The first such tool that bears mentioning is the only one that all three panelists went out of their way to rave about: the Cobrahead weeder and cultivator, manufactured in Cambridge, Wis. The business end of the tool looks like a longshoreman’s hook but with a flare resembling a cobra’s hood. It comes in two versions, for close work and for standing work.
Pleasant said she’s “gotten kind of dependent on it.”
Butterfield said it’s the most efficient tool for taking out weeds, “and it’s built like a Russian dump truck so it won’t break.”
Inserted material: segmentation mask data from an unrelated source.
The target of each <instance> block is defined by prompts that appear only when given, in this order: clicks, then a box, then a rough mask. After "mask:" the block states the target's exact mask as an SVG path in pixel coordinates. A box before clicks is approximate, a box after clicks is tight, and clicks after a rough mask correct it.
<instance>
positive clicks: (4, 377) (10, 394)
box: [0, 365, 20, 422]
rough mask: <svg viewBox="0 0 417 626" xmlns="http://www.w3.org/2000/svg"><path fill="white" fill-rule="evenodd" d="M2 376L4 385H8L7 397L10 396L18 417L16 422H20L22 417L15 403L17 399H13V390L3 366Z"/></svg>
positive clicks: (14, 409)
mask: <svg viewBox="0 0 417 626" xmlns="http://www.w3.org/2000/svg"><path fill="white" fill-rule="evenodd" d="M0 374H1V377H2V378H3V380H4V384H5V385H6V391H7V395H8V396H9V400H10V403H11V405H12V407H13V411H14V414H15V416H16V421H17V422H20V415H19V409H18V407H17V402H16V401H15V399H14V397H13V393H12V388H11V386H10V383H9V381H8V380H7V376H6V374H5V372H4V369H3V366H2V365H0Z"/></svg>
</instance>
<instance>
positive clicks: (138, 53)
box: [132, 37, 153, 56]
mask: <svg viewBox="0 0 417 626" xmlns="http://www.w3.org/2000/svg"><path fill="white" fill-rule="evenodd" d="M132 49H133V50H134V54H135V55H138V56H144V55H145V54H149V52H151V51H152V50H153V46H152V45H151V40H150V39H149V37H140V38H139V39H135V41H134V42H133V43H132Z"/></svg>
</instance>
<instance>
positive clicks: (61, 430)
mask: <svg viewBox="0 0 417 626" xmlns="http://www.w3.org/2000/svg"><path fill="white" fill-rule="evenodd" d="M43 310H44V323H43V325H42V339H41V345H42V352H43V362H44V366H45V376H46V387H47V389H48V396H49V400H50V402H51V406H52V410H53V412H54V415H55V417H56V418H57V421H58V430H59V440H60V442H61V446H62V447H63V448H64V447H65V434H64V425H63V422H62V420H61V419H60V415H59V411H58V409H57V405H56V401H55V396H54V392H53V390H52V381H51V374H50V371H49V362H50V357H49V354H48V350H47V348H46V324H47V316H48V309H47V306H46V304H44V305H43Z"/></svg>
Ruch acknowledged that the conventional handle doesn’t exactly scream “ergonomic” in the era of molded, rubber-coated instruments. “But it’s the best all-around tool for the garden, because you don’t use a twisting motion,” she said. “You’re kind of punching it into the soil, so you’re using your arm muscles rather than your wrist, which is a real area of vulnerability.”
Flower gardeners and landscapers know this all too well, especially those who have spent a day with a bad set of pruners.
Ruch favors bypass pruners, as opposed to anvil pruners, for their ease of use. “And everybody loves Felco pruners,” she said. “You can buy spare parts for them, which is great. But Bahco pruners seem to stay sharper longer, and I’ve never lost a part on them. I may be switching my allegiance.”
Bahco and Fiskars sell pruners with front handles that rotate toward you when you squeeze them, further reducing hand and wrist strain. (I tried Bahco’s Professional PXR-M2 and the Fiskars PowerGear pruner.) Fiskars last year added a gel pad to the PowerGear pruner for further comfort, and it still weighs less than the Bahco PXR-M2.